Working with Digital Data

in Religious Studies

5. Accessing & Structuring Datasets: Structure Your Data with Tables and Databases

Summer Semester 2024
Prof. Dr. Nathan Gibson

Outline

  1. Text Formats: Review & Final Thoughts
    1. Hands-on Review: Markdown
    2. Review of Text: Plain Text, Markdown, Markup
    3. XML as Markup
      Break
  2. Tables & Databases
    1. Entities & Relationships: Activity 1
    2. Entities & Relationships: Activity 2
    3. Database Formats

1.1. 📈 Hands-on Review: Objective

Last objective: Be able to add formatting or structure to your text with markdown and markup (HTML and XML).

1.1. 📈 Hands-on Review: What is Markdown?

  • Plain text + special characters such as *, _, #, - to add simple formatting
  • Open & exportable to HTML, Word, PDF

1.1. 📈 Hands-on Review: What is markup?

  • Formatting or structured information added to text.
  • Usually HTML or XML (format <tag attribute="value">some text</tag>)
  • hierarchical

1.2. 📈 Review of Text: Plain Text, Markdown, Markup

_ Plain Text Markdown HTML XML
formats text X no ✔️ yes (simple) ✔️ yes (sophisticated) X not directly
structures data in text X no X no ✔️ somewhat ✔️ yes

1.3. 📈 HTML vs. XML as Markup: HTML

Semantic (“meaningful”) information in HTML: metadata (title, keywords, date) & sometimes more

  • HTML is a standard for how content should be displayed
  • But it doesn’t tell you what that information is

1.3. 📈 HTML vs. XML as Markup: XML

XML is semantic.

  • It shows the structure or meaning of the information
  • But it doesn’t tell you how it should be displayed
  • XML has many standards or rule sets (“schemas”) to choose from. You can even invent your own!

1.3. 📈 HTML vs. XML as Markup: TEI

TEI (Text Encoding Initiative) provides one of these schemas.

  • invented by humanist scholars for working on texts (history, philology, literary studies, etc.)
  • a way to “highlight” certain things you want to study in a text (e.g., words, grammatical forms, textual variations, historical persons or places) and make it possible to “grab” them from the text for analysis

1.3. 📈 HTML vs. XML as Markup: TEI Examples

Break

🧭 Today’s Learning Objective

Structure your data as “entities” and “relationships” using tables.

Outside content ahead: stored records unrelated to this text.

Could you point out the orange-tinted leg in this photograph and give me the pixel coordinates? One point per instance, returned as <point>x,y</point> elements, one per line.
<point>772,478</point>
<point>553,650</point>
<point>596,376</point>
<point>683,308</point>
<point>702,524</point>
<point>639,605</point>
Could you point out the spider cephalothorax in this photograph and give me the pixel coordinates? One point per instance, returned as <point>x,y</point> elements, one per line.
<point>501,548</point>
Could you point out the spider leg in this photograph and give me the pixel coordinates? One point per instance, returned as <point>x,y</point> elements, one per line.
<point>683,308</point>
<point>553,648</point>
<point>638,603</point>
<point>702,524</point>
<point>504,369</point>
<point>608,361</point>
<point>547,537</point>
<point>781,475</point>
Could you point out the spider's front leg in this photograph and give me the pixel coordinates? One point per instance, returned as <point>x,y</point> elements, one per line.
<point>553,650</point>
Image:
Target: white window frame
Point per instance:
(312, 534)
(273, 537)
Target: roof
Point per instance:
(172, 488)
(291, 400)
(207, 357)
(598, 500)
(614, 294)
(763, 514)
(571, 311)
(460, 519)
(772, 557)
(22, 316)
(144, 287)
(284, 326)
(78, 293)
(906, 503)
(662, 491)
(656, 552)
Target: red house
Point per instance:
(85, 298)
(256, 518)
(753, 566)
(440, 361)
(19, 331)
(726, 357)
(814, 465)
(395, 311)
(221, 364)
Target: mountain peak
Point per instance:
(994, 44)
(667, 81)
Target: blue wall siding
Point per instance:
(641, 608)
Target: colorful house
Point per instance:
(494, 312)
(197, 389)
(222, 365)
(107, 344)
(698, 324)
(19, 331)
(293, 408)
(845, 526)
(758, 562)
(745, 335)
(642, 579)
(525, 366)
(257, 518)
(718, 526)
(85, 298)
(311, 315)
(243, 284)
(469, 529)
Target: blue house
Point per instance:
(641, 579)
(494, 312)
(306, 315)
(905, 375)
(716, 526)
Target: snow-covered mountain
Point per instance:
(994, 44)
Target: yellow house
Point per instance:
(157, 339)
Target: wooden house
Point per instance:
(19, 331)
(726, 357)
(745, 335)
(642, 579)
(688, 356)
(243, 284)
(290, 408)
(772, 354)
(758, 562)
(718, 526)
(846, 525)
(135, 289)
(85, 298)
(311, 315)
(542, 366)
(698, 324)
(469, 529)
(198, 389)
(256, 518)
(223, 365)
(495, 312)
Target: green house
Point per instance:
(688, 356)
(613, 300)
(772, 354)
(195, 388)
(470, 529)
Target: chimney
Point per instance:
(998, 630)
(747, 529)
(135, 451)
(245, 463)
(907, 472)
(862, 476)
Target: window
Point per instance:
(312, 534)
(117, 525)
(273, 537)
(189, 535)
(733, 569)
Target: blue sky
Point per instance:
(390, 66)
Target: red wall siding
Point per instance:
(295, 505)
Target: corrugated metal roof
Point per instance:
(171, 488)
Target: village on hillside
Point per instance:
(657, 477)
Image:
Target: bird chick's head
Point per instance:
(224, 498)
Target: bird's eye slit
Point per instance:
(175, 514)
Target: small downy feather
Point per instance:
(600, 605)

2.1. Entities & Relationships: Cat in the Hat Game

Thing 1 > does x to > Thing 2

2.2. Entities & Relationships: What are they?

  • entity: a thing in a database “with an identity independent of change to its attributes” (Wikipedia)
  • attribute: information about about an entity
  • relationship: statements linking entities

2.2. Entities & Relationships: Religion in Film

IMDB: What entities, attributes, and relationships do you see there?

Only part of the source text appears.